Large DNA fragment ISEc9-mediated transposition during natural transformation allows interspecies dissemination of antimicrobial resistance genes

Sara Domingues  1   2 Tiago Lima  3   4   5 Corentin Escobar  6 Julie Plantade  6 Xavier Charpentier  6 Gabriela Jorge da Silva  3   4
Affiliations

Large DNA fragment ISEc9-mediated transposition during natural transformation allows interspecies dissemination of antimicrobial resistance genes

Sara Domingues et al. Eur J Clin Microbiol Infect Dis. 2025 Jun.

Abstract

Purpose: Antimicrobial resistance poses a significant global health challenge, contributing to a lack of effective therapeutic agents, especially against Gram-negative bacteria. Resistance dissemination is accelerated by horizontal gene transfer (HGT) mechanisms. The extended-spectrum beta lactamases CTX-M confer resistance to several beta-lactams, are usually embedded into plasmids and thought to be mainly disseminated by conjugation. However, an increasing number of isolates carry these enzyme-encoding genes in the chromosome, suggesting that they can spread by other means of HGT. In this study, we aimed to test the involvement of natural transformation in the chromosomal acquisition of a blaCTX-M gene.

Methods: Natural transformation assays were performed during motility on wet surfaces. Acquisition of foreign DNA by transformants was screened by antimicrobial susceptibility testing, polymerase-chain reaction (PCR) and whole genome sequencing (WGS).

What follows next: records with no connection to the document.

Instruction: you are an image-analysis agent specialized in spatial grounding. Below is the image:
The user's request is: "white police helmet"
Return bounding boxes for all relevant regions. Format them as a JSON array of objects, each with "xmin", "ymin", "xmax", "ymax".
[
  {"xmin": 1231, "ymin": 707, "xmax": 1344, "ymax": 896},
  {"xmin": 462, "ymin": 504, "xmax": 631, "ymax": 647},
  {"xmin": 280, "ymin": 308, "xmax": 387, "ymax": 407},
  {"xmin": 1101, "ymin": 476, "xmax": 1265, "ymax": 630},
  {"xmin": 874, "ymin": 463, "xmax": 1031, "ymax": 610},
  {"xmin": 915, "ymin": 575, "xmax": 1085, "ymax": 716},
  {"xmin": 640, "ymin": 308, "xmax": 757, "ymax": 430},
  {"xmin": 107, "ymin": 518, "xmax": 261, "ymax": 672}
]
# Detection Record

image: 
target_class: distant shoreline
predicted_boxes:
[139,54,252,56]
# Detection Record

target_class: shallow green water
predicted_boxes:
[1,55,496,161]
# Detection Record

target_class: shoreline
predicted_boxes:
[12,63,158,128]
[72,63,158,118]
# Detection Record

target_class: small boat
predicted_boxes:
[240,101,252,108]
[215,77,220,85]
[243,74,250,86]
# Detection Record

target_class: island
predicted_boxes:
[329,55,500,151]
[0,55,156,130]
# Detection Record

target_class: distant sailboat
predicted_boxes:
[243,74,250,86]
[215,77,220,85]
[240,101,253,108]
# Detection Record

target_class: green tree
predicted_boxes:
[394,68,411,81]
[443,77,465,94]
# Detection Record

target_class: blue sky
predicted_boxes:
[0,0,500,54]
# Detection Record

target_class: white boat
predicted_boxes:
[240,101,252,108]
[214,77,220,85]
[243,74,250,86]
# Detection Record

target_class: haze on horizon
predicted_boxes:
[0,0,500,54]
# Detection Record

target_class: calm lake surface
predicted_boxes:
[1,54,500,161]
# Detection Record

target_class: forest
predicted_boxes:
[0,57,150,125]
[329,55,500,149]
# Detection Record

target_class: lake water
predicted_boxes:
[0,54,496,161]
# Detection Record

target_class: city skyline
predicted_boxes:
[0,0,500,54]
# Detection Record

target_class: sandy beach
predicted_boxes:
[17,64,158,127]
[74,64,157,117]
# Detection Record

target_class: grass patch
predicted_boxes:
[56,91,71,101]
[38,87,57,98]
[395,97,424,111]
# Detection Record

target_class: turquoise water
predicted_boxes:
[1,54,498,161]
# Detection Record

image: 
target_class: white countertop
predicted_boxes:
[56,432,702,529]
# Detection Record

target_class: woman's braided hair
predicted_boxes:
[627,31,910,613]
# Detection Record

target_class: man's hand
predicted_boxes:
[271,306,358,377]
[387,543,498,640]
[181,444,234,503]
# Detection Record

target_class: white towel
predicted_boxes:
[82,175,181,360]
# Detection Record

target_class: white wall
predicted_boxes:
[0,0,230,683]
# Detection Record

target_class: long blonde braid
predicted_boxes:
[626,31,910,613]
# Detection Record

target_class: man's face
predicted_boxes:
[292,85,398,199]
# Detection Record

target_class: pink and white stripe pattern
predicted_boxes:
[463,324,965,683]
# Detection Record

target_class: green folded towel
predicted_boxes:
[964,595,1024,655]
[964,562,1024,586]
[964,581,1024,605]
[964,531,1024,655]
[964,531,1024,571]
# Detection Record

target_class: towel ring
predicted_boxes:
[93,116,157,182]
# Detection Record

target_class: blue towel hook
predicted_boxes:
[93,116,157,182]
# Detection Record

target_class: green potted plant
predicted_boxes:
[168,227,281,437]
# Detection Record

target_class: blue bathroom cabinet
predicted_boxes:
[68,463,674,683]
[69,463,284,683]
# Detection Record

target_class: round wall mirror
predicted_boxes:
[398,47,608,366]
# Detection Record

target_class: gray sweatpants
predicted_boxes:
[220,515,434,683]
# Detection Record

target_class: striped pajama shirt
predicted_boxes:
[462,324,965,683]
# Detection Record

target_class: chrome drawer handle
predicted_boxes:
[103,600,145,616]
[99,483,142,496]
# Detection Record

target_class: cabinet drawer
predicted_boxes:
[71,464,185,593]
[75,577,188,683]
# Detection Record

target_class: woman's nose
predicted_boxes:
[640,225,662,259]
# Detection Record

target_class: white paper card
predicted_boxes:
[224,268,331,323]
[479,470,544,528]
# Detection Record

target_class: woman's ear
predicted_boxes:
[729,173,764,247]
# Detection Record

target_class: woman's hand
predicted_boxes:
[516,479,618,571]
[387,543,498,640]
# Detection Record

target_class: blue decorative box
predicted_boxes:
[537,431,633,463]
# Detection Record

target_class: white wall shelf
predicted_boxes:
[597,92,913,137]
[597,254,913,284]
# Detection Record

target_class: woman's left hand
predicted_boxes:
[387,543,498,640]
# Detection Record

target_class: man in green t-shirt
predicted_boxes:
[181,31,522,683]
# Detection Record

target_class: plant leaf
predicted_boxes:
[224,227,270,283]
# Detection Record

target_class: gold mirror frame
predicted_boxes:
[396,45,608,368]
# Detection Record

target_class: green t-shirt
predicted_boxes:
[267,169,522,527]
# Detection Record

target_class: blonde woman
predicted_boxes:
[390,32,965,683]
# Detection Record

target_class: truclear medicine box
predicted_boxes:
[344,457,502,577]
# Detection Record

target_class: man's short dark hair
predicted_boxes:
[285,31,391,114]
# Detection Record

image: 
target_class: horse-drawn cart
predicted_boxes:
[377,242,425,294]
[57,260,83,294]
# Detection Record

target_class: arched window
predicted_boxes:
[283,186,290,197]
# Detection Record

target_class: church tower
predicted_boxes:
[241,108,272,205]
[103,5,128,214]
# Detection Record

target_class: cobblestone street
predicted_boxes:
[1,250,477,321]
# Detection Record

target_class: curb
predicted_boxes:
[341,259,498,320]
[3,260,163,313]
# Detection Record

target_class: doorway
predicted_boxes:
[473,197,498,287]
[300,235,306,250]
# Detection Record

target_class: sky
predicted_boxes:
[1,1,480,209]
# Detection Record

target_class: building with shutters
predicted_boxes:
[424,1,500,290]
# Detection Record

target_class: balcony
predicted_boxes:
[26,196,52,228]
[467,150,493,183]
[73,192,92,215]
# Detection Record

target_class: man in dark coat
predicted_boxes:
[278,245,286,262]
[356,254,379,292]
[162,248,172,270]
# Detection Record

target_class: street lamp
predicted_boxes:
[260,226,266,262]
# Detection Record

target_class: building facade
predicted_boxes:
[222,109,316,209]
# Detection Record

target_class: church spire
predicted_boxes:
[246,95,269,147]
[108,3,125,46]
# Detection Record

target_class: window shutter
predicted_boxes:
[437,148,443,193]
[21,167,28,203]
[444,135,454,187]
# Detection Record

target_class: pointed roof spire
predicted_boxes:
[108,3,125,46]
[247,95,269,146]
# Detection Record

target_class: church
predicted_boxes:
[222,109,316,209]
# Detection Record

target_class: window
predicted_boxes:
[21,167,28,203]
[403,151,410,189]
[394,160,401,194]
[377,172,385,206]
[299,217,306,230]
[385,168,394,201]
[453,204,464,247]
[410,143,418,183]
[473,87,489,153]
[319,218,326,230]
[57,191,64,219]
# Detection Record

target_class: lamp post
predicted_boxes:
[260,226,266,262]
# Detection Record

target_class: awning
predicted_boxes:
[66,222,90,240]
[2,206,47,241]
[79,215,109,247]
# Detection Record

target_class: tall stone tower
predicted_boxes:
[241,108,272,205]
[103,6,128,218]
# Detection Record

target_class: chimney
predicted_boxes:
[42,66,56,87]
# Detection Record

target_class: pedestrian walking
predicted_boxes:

Results: Acinetobacter baumannii A118, a naturally competent clinical strain, was transformed with naked DNA from Salmonella enterica serovar Typhimurium Sal25, which was isolated from swine meat. The transformation occurred at low frequency (2.7 × 10- 8 ± 2.04 × 10- 8 transformants per recipient) and blaCTX-M was acquired in one transformant, which was named ACI. WGS of the transformant revealed the acquisition of the blaCTX-M-32 as part of a ca. 36 Kb DNA fragment through an ISEc9-mediated transposition event; various mobile genetic elements and other resistance genes were co-transferred. The blaCTX-M-32 gene was subsequently transferred within A. baumannii at a higher frequency (1.8 × 10- 6 ± 2.49 × 10- 6 transformants per recipient).

Conclusion: Our results highlight the importance of natural transformation events in the dissemination of antimicrobial resistance genes and mobile genetic elements between and within species.

Keywords: Antimicrobial resistance; CTX-M; ISEc9; Natural transformation; Transposition.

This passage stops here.